This is another case of the second feature outshining the first, but the competition isn't stiff by any means. You may find them relaxing, but chances are just as likely you may find them boring.

"Life Begins at 8:30" is a melange of the vituperative and the maudlin, presumably designed to fit its stars, Monty Wooley and Ida Lupino. A little more of the vituperative would have helped, since too much of the original stage plot of Emlyn "The Corn Is Green" Williams still shows through, despite "The Beard's efforts to give his role a vitriolic dignity. When the play was debuted, New York critics dubbed it "The Corn Is Ripe." That still holds.

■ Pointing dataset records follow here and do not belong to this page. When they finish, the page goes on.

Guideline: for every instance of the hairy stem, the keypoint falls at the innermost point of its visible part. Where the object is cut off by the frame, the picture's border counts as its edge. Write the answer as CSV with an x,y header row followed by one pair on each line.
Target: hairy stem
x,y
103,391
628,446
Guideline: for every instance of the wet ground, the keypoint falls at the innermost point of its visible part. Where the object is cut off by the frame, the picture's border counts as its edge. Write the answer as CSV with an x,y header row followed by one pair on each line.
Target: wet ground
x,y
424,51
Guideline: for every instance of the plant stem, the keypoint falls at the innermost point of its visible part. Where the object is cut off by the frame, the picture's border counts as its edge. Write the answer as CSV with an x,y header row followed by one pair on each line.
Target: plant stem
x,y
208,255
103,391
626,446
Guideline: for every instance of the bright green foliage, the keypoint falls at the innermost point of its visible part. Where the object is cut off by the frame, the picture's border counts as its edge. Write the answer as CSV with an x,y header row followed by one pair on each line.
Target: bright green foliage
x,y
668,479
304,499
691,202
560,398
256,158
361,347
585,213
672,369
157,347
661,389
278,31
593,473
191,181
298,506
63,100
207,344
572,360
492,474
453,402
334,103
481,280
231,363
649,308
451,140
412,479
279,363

The original was a sob drama of a dipsomaniac actor whose crippled daughter gets him back in condition for the stage, only to have him turn up crocked the opening night. End: suicide. The scripters have rewritten the part of fit Wooley, and the first fifteen minutes of the show are superb. From then on it's all out on the tear ducts, with Lupino clomping around and being too, too brave about it all, followed about by the worst juvenile lead of the year, mouthing the worst love language of the year.

The better feature is "A Night to Remember," but you'll forget it easily enough. It's a spotty murder mystery with a few funny and a few exciting moments, all of which were given away in the prevue. Loretta Young looks starry-eyed and goitrous, while Brian Aherne does what he can with material that calls on him to be intelligent one moment and a preuatal idiot the next.